Cette phase est cruciale. Sa lucidité et son exhaustivité sont les conditions de pertinence et de succès du plan. On veillera en particulier :
- À cartographier très en amont les ressources de financement possibles (new money, cession d’actifs…) tout en préservant la relation avec les partenaires en place (Actionnaires / Banques / factor / Fournisseurs / assureurs crédit / Clients) ;
- À prendre en compte avec prudence les éventuels facteurs aggravants provenant de l’environnement : crise sectorielle ou macro-économique, insolvabilité ou conflit entre actionnaire, succession actionnariale ou managériale complexe, etc. ;
- À mettre en évidence dès que possible les leviers externes du projet de redéploiement : ressources humaines stratégiques, cession ou arrêt d’activité, appels d’offres en vue de l’externalisation de certains process opérationnels, négociations avec les partenaires financiers, processus de cession d’actifs, de levée de fonds ou d’adossement industriel ;
- À identifier différents scénarios raisonnés, permettant une analyse de sensibilité du plan de sortie de crise, basée en particulier sur les ressources financières disponibles, le calendrier envisageable et l’évolution immédiate des fondamentaux économiques de l’entreprise (stabilisation / détérioration).

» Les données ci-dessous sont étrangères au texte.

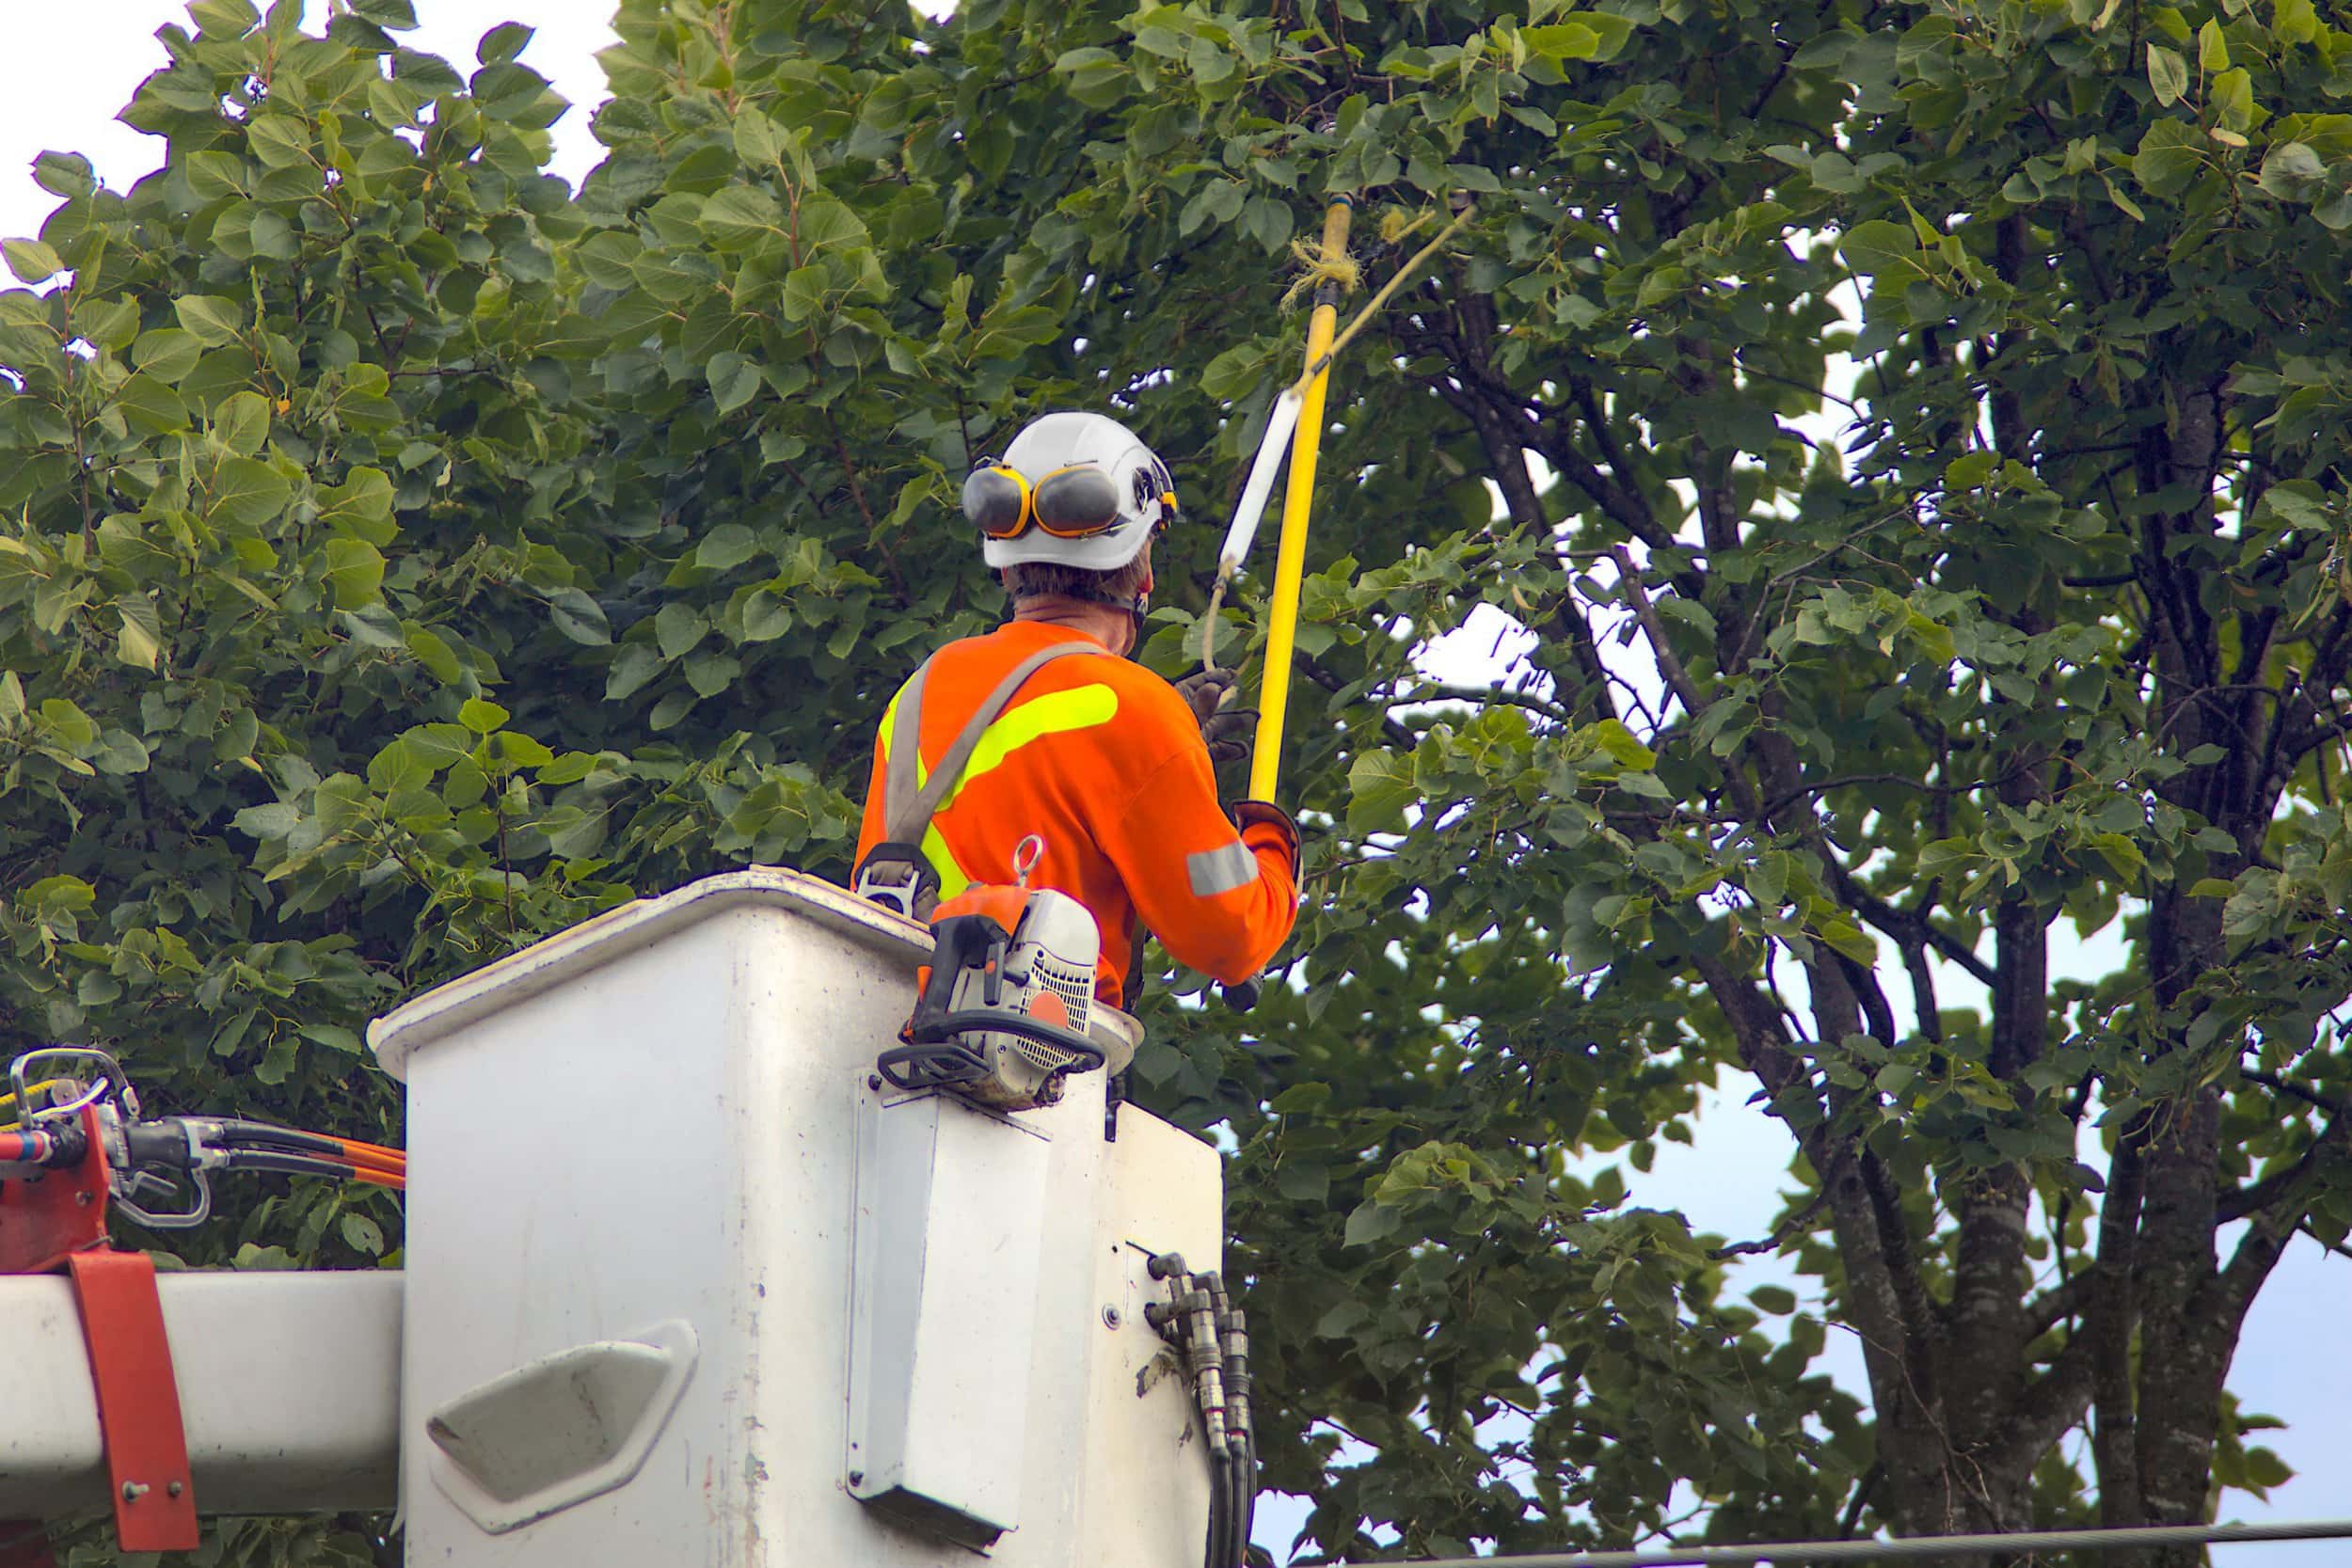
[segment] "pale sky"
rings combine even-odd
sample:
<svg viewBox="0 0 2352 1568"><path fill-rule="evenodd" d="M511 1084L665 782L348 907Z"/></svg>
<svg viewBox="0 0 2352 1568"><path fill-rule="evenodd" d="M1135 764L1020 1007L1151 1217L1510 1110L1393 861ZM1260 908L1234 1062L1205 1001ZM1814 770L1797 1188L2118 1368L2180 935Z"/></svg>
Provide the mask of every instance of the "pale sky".
<svg viewBox="0 0 2352 1568"><path fill-rule="evenodd" d="M30 174L34 156L44 149L87 153L116 189L154 166L159 144L113 116L164 63L155 29L185 16L177 0L43 6L0 0L0 7L6 9L0 20L0 236L29 235L54 205ZM313 13L319 8L319 0L312 0ZM574 105L554 127L555 172L577 182L594 166L601 150L588 133L588 115L603 96L604 79L592 56L612 39L604 0L417 0L417 10L422 25L404 41L443 55L461 71L473 68L474 44L490 28L510 20L535 25L538 36L523 62L551 78ZM12 282L0 280L0 286ZM1490 643L1491 634L1478 641ZM1448 675L1459 678L1452 669ZM2110 935L2090 944L2062 943L2057 957L2060 967L2090 970L2106 967L2115 953ZM1629 1201L1679 1209L1703 1230L1740 1239L1765 1234L1790 1146L1778 1123L1740 1102L1740 1093L1744 1089L1710 1098L1696 1148L1661 1144L1650 1173L1628 1170ZM1788 1281L1788 1274L1776 1259L1756 1259L1740 1278L1744 1289ZM2352 1293L2347 1286L2352 1264L2300 1243L2255 1307L2232 1386L2248 1408L2288 1421L2287 1431L2259 1434L2258 1441L2276 1449L2298 1473L2272 1495L2268 1507L2233 1496L2227 1516L2318 1518L2347 1512L2352 1356L2343 1354L2342 1342ZM1859 1358L1850 1342L1841 1346L1843 1338L1832 1336L1833 1365L1841 1381L1858 1386ZM1288 1544L1286 1527L1298 1515L1290 1509L1264 1512L1262 1527L1278 1519L1280 1525L1262 1528L1260 1538L1279 1549ZM2352 1548L2342 1543L2312 1542L2223 1548L2215 1559L2227 1568L2319 1568L2347 1554Z"/></svg>

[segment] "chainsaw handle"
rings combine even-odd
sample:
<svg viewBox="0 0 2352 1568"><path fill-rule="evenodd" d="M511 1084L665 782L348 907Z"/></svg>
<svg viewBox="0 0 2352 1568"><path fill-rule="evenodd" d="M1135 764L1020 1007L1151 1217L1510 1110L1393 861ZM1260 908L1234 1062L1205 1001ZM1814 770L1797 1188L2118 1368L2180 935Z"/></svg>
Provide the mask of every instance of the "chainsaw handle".
<svg viewBox="0 0 2352 1568"><path fill-rule="evenodd" d="M1067 1051L1077 1058L1064 1072L1092 1072L1105 1058L1103 1048L1074 1029L1046 1023L1025 1013L999 1012L990 1007L966 1007L961 1012L924 1019L907 1028L910 1045L937 1045L962 1034L1012 1035L1049 1050Z"/></svg>
<svg viewBox="0 0 2352 1568"><path fill-rule="evenodd" d="M1258 977L1253 974L1247 980L1236 980L1230 986L1219 986L1216 988L1216 993L1224 998L1228 1007L1237 1013L1246 1013L1258 1005L1260 994Z"/></svg>

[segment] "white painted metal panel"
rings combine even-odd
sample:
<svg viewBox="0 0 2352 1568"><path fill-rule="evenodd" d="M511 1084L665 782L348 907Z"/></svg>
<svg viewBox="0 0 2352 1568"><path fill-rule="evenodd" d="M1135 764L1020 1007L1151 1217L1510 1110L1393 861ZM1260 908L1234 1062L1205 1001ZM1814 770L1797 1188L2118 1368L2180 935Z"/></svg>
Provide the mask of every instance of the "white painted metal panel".
<svg viewBox="0 0 2352 1568"><path fill-rule="evenodd" d="M1023 1117L861 1088L850 1493L986 1545L1021 1521L1053 1146Z"/></svg>
<svg viewBox="0 0 2352 1568"><path fill-rule="evenodd" d="M1198 1568L1207 1533L1208 1438L1198 1407L1175 1375L1176 1358L1143 1321L1168 1286L1144 1265L1180 1252L1195 1270L1218 1266L1225 1233L1216 1150L1157 1117L1122 1111L1110 1146L1094 1231L1097 1316L1116 1329L1094 1337L1087 1380L1088 1464L1096 1478L1078 1520L1073 1562L1148 1560L1152 1568ZM1113 1480L1112 1478L1117 1478ZM1179 1541L1157 1538L1169 1519L1198 1520ZM1152 1541L1151 1556L1126 1554Z"/></svg>
<svg viewBox="0 0 2352 1568"><path fill-rule="evenodd" d="M850 1496L850 1281L860 1069L895 1037L929 932L829 884L755 869L616 911L382 1020L409 1085L403 1501L410 1561L453 1568L942 1568L970 1554ZM1110 1173L1150 1118L1102 1135L1103 1075L1023 1113L1051 1140L1025 1354L1019 1527L1006 1568L1194 1568L1205 1474L1168 1400L1136 1395L1148 1335L1102 1316L1133 1241L1215 1257L1213 1151ZM1174 1150L1176 1145L1166 1145ZM1136 1152L1126 1152L1129 1149ZM1188 1196L1147 1192L1190 1184ZM1143 1205L1135 1216L1125 1202ZM1202 1216L1205 1225L1200 1224ZM1176 1234L1178 1231L1183 1234ZM423 1413L577 1346L680 1319L700 1363L644 1468L491 1536L433 1484ZM1098 1344L1116 1340L1119 1356ZM1009 1342L1009 1354L1024 1354ZM1123 1388L1096 1386L1117 1369ZM1132 1436L1120 1429L1138 1423ZM954 1440L948 1434L946 1440Z"/></svg>
<svg viewBox="0 0 2352 1568"><path fill-rule="evenodd" d="M197 1506L293 1513L392 1505L401 1276L156 1278ZM0 1278L0 1519L107 1506L73 1289Z"/></svg>

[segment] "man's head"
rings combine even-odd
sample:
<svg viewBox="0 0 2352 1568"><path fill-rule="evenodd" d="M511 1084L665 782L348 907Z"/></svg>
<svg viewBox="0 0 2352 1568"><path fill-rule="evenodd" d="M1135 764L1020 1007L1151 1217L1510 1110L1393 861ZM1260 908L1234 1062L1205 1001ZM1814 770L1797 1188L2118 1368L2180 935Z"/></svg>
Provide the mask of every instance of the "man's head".
<svg viewBox="0 0 2352 1568"><path fill-rule="evenodd" d="M981 554L1015 605L1069 599L1126 610L1138 623L1152 592L1152 536L1176 515L1168 466L1100 414L1031 420L963 486Z"/></svg>

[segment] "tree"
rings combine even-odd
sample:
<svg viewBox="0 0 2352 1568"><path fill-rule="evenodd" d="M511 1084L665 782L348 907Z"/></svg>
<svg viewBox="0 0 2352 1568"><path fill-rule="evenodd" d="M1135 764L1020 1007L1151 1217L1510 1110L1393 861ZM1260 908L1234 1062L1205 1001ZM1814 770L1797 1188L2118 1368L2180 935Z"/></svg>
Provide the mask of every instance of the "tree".
<svg viewBox="0 0 2352 1568"><path fill-rule="evenodd" d="M2352 1224L2352 119L2310 0L626 0L577 193L526 28L461 73L408 0L299 9L198 0L126 111L165 166L45 157L8 247L49 286L0 294L9 1036L387 1129L351 1053L399 996L729 862L840 872L873 718L998 612L943 547L975 457L1115 403L1213 517L1326 194L1375 275L1474 200L1337 372L1292 985L1163 995L1137 1064L1237 1141L1311 1544L2281 1478L2230 1358ZM1164 545L1165 671L1213 532ZM1520 678L1422 675L1482 606ZM2130 962L2054 981L2061 920ZM1574 1173L1719 1075L1789 1130L1761 1245L1819 1311ZM254 1191L188 1256L396 1246L380 1198Z"/></svg>

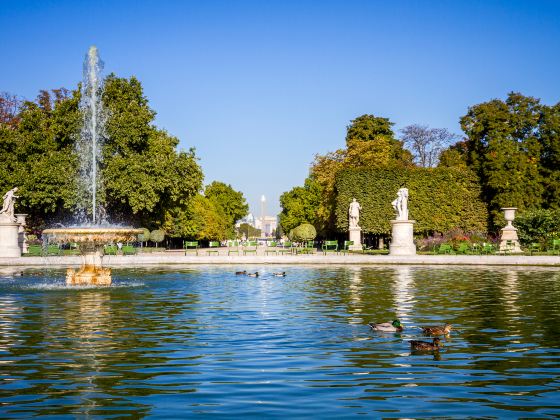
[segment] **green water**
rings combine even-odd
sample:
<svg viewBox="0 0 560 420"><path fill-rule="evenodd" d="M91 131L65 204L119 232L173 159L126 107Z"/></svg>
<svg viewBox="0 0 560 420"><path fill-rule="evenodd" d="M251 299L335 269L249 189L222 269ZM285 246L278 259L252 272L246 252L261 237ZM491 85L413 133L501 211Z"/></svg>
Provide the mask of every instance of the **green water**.
<svg viewBox="0 0 560 420"><path fill-rule="evenodd" d="M560 270L0 276L1 418L560 416ZM402 334L367 326L395 318ZM444 322L440 352L411 354L419 326Z"/></svg>

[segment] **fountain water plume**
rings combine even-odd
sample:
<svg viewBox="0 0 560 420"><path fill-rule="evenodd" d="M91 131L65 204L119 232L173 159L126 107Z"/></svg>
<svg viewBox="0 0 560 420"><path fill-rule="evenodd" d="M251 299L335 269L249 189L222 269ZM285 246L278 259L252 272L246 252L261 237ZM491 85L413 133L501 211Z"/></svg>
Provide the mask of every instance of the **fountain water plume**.
<svg viewBox="0 0 560 420"><path fill-rule="evenodd" d="M100 211L97 192L102 188L99 177L101 149L106 138L105 123L107 112L102 102L103 61L95 46L91 46L84 61L84 76L82 82L82 97L80 111L84 116L80 138L76 142L76 151L80 159L79 177L79 213L80 222L88 221L92 225L100 224ZM91 220L89 219L91 214Z"/></svg>
<svg viewBox="0 0 560 420"><path fill-rule="evenodd" d="M97 48L92 46L84 62L84 81L80 101L84 121L80 138L76 141L76 151L80 159L78 208L80 226L43 231L52 242L78 244L82 265L78 271L72 268L67 270L66 283L70 285L110 285L111 269L103 267L104 246L109 243L131 242L143 233L142 229L108 226L104 220L105 209L97 200L97 192L102 189L99 164L102 157L101 148L106 138L107 120L107 112L101 100L102 69L103 62L99 59ZM91 213L91 219L88 218L88 213Z"/></svg>

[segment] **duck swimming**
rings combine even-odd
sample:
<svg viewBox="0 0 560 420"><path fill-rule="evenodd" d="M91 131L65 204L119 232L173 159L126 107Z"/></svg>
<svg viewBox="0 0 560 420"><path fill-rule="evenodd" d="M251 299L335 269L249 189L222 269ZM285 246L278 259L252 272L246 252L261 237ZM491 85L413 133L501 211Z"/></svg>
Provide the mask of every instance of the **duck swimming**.
<svg viewBox="0 0 560 420"><path fill-rule="evenodd" d="M403 330L401 322L398 319L395 319L393 322L382 322L379 324L374 324L373 322L370 322L368 325L375 331L401 332Z"/></svg>
<svg viewBox="0 0 560 420"><path fill-rule="evenodd" d="M286 272L282 271L281 273L272 273L275 277L286 277Z"/></svg>
<svg viewBox="0 0 560 420"><path fill-rule="evenodd" d="M439 350L440 347L440 339L435 337L432 342L428 341L417 341L411 340L410 341L410 349L412 351L435 351Z"/></svg>
<svg viewBox="0 0 560 420"><path fill-rule="evenodd" d="M452 327L451 324L445 324L420 328L422 328L422 332L426 335L447 335L451 332Z"/></svg>
<svg viewBox="0 0 560 420"><path fill-rule="evenodd" d="M236 272L235 272L235 275L236 275L236 276L242 276L242 275L244 275L244 274L247 274L247 270L236 271Z"/></svg>
<svg viewBox="0 0 560 420"><path fill-rule="evenodd" d="M259 277L259 272L255 271L254 273L247 273L249 277Z"/></svg>

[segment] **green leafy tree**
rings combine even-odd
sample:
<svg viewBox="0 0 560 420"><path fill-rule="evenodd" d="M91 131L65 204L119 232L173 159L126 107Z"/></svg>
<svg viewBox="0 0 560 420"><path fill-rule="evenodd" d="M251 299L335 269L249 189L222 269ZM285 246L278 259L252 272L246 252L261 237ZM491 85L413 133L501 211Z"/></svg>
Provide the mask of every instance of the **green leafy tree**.
<svg viewBox="0 0 560 420"><path fill-rule="evenodd" d="M362 115L347 127L346 149L315 156L310 175L321 190L315 225L323 234L335 230L335 178L347 168L413 166L412 154L395 138L387 118Z"/></svg>
<svg viewBox="0 0 560 420"><path fill-rule="evenodd" d="M103 168L109 214L149 223L186 209L202 186L194 150L177 151L179 140L152 125L155 112L134 77L110 75L103 100L110 111Z"/></svg>
<svg viewBox="0 0 560 420"><path fill-rule="evenodd" d="M542 249L560 238L560 209L537 209L519 214L513 222L523 245L539 243Z"/></svg>
<svg viewBox="0 0 560 420"><path fill-rule="evenodd" d="M311 241L316 236L315 227L309 223L303 223L292 230L292 239L298 242Z"/></svg>
<svg viewBox="0 0 560 420"><path fill-rule="evenodd" d="M261 230L251 226L249 223L241 223L239 225L239 234L241 236L245 235L246 239L260 238Z"/></svg>
<svg viewBox="0 0 560 420"><path fill-rule="evenodd" d="M467 164L480 178L495 224L501 220L501 207L523 211L543 204L542 112L538 99L512 92L505 101L494 99L469 108L461 118Z"/></svg>
<svg viewBox="0 0 560 420"><path fill-rule="evenodd" d="M240 191L235 191L231 185L214 181L206 187L204 195L217 208L220 208L226 218L226 236L231 237L238 220L247 216L249 205Z"/></svg>
<svg viewBox="0 0 560 420"><path fill-rule="evenodd" d="M303 187L294 187L280 196L280 226L289 232L302 223L315 223L321 202L321 190L317 182L307 178Z"/></svg>
<svg viewBox="0 0 560 420"><path fill-rule="evenodd" d="M152 230L150 232L150 241L156 244L156 248L160 242L165 239L165 232L161 229Z"/></svg>

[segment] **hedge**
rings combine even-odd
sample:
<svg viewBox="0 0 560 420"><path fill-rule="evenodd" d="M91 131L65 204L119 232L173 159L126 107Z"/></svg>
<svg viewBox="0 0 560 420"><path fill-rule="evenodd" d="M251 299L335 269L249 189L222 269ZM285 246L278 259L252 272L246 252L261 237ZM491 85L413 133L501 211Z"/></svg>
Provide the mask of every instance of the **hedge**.
<svg viewBox="0 0 560 420"><path fill-rule="evenodd" d="M363 233L386 235L395 219L391 202L408 188L409 218L416 234L461 228L486 232L488 210L481 200L476 175L458 168L347 169L336 176L336 229L348 231L348 206L356 198L362 207Z"/></svg>

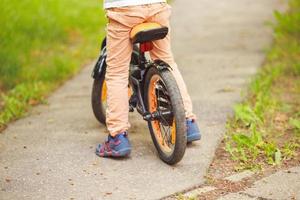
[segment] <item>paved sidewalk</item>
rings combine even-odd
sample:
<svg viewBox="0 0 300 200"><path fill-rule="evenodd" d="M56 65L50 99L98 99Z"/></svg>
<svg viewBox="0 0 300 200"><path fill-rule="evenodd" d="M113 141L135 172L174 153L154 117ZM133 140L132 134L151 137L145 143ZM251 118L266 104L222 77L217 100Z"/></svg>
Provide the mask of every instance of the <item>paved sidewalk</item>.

- À ne pas s’attacher qu’aux symptômes, pour chercher les causes profondes de chaque situation. Par exemple une sous-performance structurelle peut être traitée par une action sur les charges de structure, mais aussi par la refonte du système d’information permettant une vraie analyse des prix de revient par produit, par une reconfiguration du business model, par un repositionnement stratégique, ou encore par une évolution de la politique commerciale ;
- À ne pas négliger les points de faiblesses secondaires mis en évidence par la survenance de la crise qui n’engagent pas le pronostic vital à court terme mais qui impactent négativement la valeur ou le potentiel de redéploiement ;
- À envisager les éventuelles opportunités de la crise : paradoxalement, bien gérée une crise peut être un moyen d’accroître sa position de marché par acquisition de concurrents en situation de faiblesse, d’améliorer l’efficience de sa structure de financement, de reconfigurer son périmètre d’activité.
In fine, pour emporter la conviction, le plan doit offrir une grille de lecture objective, précise, documentée, cohérente et étayée par des analyses externes. Le plan pourra ainsi être confronté à la capacité & volonté d’action des parties prenantes et déboucher sur des choix concrets aux conséquences anticipées.
[CALENDRIER N°3 : L’HORIZON DE MISE EN ŒUVRE DU REDRESSEMENT]
(retour à un cash-flow positif) et/ou d’aboutissement d’un processus de levée de fonds ou d’adossement industriel, doit être pris en compte avec une extrême prudence car les erreurs d’appréciation se payent au prix fort.
La confrontation du temps nécessaire avec le temps disponible peut conduire à éliminer certaines alternatives et évite de courir les chimères pour concentrer ses forces sur le possible.
EN CONCLUSION
Traverser la crise s’anticipe, se construit et s’organise. Il n’y a pas de fatalité de la crise car, bien gérée, chaque crise est une opportunité. La crise, accélérateur de tendances, n’est en définitive que le passage entre deux mondes. Ceux qui savent comment avancer seront les leaders de demain.